The Boston Consulting Group (BCG) warns Asian companies not to put e-commerce on the back burner just because the dot-com craze has subsided. BCG says e-commerce is changing the basis of business competition around the world, and that if Asian companies continue to lag their Western counterparts in adopting it, they put their fundamental competitive advantage at risk.
At greatest risk, according to BCG, are Asian companies serving global markets. E-commerce is shifting comparative economics globally, and although Western companies that have embraced business-to-business e-commerce are already driving down their costs with average productivity gains of six per cent estimated by 2010 -- Asian companies lag in implementation. At risk is Asia's fundamental basis of competitive advantage-cost.
Given Asia/Pacific's heavy reliance on exports as a percentage of GDP, which exceeds that of any other region in the world the risk is not insignificant. The greatest risk is in industries with narrow cost advantages, such as hot-coiled steel. Asia/Pacific producers currently have an average seven per cent cost advantage (including shipping), over their North American counterparts. This could fall to just 0.3 per cent by 2010 if local producers do not fully integrate e-commerce with their supply chains.
Noting that the estimated value of business-to-business transactions in Asia by 2003 is expected to a much as $US430 billion, BCG's report says companies now face an additional level of risk as e-commerce in Asia-Pacific will evolve with big winners and big losers. "While we see a handful of Asian companies starting to think about e-commerce more strategically, the majority of those doing anything at all are simply implementing "made in the USA" strategies. This won't work in Asia/Pacific, because the competitive landscape is emerging quite differently than in the USA, explained BCG analysts.

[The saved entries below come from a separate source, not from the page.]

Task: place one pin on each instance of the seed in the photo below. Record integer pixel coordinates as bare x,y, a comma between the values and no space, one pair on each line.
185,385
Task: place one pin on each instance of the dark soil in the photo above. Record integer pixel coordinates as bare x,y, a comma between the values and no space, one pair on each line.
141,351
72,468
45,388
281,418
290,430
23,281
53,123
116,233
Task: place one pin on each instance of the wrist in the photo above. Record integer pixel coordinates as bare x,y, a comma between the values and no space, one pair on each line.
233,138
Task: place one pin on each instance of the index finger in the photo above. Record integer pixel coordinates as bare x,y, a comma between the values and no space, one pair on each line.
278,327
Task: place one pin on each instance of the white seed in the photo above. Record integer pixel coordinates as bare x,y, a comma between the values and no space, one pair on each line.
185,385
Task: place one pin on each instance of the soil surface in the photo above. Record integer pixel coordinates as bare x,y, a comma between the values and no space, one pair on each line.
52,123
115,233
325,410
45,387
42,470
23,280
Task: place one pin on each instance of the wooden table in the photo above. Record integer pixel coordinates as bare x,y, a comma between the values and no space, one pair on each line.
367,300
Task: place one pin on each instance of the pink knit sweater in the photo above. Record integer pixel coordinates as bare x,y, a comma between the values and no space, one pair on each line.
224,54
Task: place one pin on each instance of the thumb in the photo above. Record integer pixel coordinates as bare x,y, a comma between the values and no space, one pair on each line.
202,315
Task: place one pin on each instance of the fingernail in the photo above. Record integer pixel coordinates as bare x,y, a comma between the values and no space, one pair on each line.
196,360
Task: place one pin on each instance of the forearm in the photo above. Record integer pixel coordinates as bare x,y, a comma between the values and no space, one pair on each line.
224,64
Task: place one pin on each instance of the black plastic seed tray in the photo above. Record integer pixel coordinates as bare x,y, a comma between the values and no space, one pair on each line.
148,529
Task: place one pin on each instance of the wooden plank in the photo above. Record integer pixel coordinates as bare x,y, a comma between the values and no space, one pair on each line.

Although the risks are significant, the ultimate payoff for smart Asia companies can be even higher than in the West. Their businesses will undoubtedly benefit from breaking Asia's huge existing tradeoff between the "richness" or quality of information and the "reach" of that information. But perhaps even more importantly, they will benefit from the increased efficiencies and transparency that result from the back-end changes they'll have to make in areas such as inventory processes, forecasting and the like.